As you can see, this fits well into the sort of comprehension-based stuff i've been thinking about. Specifically, the pattern language generation can be beefed up to provide zipper-style context support. That is, we get a notion of cursor for free! Of course, while this works in diagram-chasing mode, it remains to be seen if
  • it can be made to perform
  • what sorts of extra information must be provided to get a good distribution scheme
  • what sorts of extra information must be exposed back to the user to have meaningful failure handling/reportage when distributed mechanism fails
One body of work i have investigated to address these concerns is Fortress.

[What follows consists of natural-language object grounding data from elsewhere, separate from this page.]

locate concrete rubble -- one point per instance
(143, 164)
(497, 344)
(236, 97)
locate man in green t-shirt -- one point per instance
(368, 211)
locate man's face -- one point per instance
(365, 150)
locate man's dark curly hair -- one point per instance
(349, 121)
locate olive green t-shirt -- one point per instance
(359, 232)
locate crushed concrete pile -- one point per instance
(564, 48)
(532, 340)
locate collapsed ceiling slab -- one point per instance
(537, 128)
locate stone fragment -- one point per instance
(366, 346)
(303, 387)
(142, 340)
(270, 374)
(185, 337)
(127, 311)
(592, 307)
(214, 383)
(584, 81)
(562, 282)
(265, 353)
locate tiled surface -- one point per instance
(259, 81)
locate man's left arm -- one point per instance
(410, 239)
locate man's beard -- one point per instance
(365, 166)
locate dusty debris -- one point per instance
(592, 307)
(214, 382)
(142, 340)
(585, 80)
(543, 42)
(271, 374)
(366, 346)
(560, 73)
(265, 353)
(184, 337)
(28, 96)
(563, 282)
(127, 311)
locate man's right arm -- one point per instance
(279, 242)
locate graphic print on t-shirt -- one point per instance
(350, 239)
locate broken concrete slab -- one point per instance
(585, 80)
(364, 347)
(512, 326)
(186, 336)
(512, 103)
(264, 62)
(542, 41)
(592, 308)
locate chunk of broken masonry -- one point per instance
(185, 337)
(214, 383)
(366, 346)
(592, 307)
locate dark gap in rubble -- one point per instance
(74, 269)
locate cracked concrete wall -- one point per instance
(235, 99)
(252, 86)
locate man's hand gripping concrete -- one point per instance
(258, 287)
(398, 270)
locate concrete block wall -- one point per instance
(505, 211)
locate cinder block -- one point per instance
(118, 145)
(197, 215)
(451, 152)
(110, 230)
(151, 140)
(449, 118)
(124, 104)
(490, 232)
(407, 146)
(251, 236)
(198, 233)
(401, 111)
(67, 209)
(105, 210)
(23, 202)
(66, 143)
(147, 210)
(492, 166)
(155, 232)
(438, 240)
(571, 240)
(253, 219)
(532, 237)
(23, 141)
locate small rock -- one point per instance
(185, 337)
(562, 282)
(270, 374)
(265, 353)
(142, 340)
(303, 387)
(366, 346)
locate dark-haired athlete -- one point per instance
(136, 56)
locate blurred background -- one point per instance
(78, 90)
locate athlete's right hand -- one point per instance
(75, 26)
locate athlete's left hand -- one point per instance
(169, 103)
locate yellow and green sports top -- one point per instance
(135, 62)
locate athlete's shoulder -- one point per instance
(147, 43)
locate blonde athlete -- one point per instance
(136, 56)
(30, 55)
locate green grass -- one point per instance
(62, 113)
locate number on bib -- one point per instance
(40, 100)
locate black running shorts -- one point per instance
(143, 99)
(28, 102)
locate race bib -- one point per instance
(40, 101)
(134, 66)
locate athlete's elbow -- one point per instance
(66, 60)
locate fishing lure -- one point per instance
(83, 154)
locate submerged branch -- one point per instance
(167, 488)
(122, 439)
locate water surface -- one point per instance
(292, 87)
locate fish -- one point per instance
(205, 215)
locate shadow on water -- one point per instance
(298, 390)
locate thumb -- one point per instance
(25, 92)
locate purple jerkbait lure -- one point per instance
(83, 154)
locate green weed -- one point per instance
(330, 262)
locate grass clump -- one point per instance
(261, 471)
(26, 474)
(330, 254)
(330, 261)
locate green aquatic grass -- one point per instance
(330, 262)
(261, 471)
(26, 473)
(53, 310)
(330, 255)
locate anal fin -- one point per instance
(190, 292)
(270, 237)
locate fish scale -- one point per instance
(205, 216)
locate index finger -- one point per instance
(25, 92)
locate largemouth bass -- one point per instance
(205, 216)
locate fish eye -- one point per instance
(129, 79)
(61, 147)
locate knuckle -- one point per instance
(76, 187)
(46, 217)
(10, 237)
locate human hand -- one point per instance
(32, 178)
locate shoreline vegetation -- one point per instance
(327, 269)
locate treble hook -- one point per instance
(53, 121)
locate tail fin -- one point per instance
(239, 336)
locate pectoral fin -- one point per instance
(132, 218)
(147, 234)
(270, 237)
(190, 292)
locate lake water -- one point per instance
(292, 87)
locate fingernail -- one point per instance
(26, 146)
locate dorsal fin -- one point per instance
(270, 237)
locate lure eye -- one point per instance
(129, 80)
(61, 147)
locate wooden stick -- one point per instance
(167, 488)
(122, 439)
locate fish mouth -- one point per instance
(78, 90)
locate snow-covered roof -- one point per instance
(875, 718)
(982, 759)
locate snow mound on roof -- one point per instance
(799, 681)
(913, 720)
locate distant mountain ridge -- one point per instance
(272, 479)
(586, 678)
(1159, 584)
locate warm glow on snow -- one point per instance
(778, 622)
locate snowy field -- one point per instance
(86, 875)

The Fortress design makes it clear that Guy Steele has thought about these very issues in the context of monads and monad transformers. i don't know if he was taking advantage of the delimited continuation work, however. i do not recall seeing a notion of cursor.

2 comments:

chasm said...

Even with my piss poor understanding of zippers, delimited continuations, and monads, this sounds like the shit. So when will you have a stable, working implementation with decent documentation? :-)

Fortress looks pretty cool. And it's *open source*, which means maybe you should take your discussion there and see if they're interested in building it into the language (as a core library, of course). That would seriously rock.

leithaus said...

Charles,

Thanks for the feedback. i'm looking to build out this technology in an open source base. It requires putting together a team of zealouts who want to do this for fun and (then eventually) profit. You're welcome to join!

i'm not sure Fortress' status after it lost some key bake-offs. Steele & co did a really remarkable job of pulling together some really cool ideas. i hope that some of them can come to life. That said, they don't quite have the right mix of language features to do this the way i'm envisioning. i really need a language with do/for-notation sugar.